RIGHT JOIN #_hours AS H ON H.hour_value = X.target_hours
示例输出:
YYYYMM YYYYMMDD YYYYMMDDHH HOUR_EXISTS
201911 20191101 2019110100 1
201911 20191101 2019110101 1
NULL NULL NULL 0
201911 20191101 2019110103 1
NULL NULL NULL 0
201911 20191101 2019110105 1
NULL NULL NULL 0
答案 3 :(得分:0)
使用(几乎)标准sql,您可以将YYYYMMDD的不同值交叉连接到所有可能的小时数列表,然后将其保留到表中:
select concat(d.YYYYMMDD, h.hour) as YYYYMMDDHH,
case when t.YYYYMMDDHH is null then 0 else 1 end as hour_exists
from (select distinct YYYYMMDD from tablename) as d
cross join (
select '00' as hour union all select '01' union all
select '02' union all select '03' union all
select '04' union all select '05' union all
select '06' union all select '07' union all
select '08' union all select '09' union all
select '10' union all select '11' union all
select '12' union all select '13' union all
select '14' union all select '15' union all
select '16' union all select '17' union all
select '18' union all select '19' union all
select '20' union all select '21' union all
select '22' union all select '23'
) as h
left join tablename as t
on concat(d.YYYYMMDD, h.hour) = t.YYYYMMDDHH
order by concat(d.YYYYMMDD, h.hour)
也许在Snowflake中,您可以用一个序列而不是所有那些UNION ALL来轻松构建小时列表。
答案 4 :(得分:0)
此版本涵盖了数月和数年的所有天数。这是一组可能的日期与一天中可能的小时数的简单交叉连接-保留到实际日期。

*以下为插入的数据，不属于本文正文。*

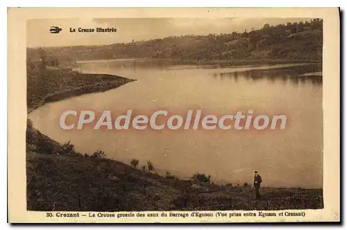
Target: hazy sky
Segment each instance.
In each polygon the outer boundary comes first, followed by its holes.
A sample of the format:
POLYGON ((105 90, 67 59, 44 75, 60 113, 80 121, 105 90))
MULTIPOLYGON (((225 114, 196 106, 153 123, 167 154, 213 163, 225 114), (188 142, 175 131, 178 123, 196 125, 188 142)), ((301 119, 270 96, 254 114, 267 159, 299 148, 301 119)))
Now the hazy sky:
POLYGON ((310 21, 303 18, 146 18, 32 19, 27 21, 27 46, 65 46, 102 45, 146 40, 187 34, 230 33, 262 28, 264 24, 310 21), (58 34, 49 33, 51 26, 59 26, 58 34), (70 33, 70 28, 113 27, 116 33, 70 33))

set first = (select min(yyyymmdd::number) from YYYYMMDDHH_DATA_AGG);
set last = (select max(yyyymmdd::number) from YYYYMMDDHH_DATA_AGG);
with
hours as (select row_number() over (order by null) - 1 h from table(generator(rowcount=>24))),
days as (
select
row_number() over (order by null) - 1 as n,
to_date($first::text, 'YYYYMMDD')::date + n as d,
to_char(d, 'YYYYMMDD') as yyyymmdd
from table(generator(rowcount=>($last-$first+1)))
)
select days.yyyymmdd || lpad(hours.h,2,0) as YYYYMMDDHH, nvl2(t.yyyymmddhh,1,0) as HOUR_EXISTS
from days cross join hours
left join YYYYMMDDHH_DATA_AGG t on t.yyyymmddhh = days.yyyymmdd || lpad(hours.h,2,0)
order by 1
;
如果愿意,可以将$ first和$ last打包为子查询。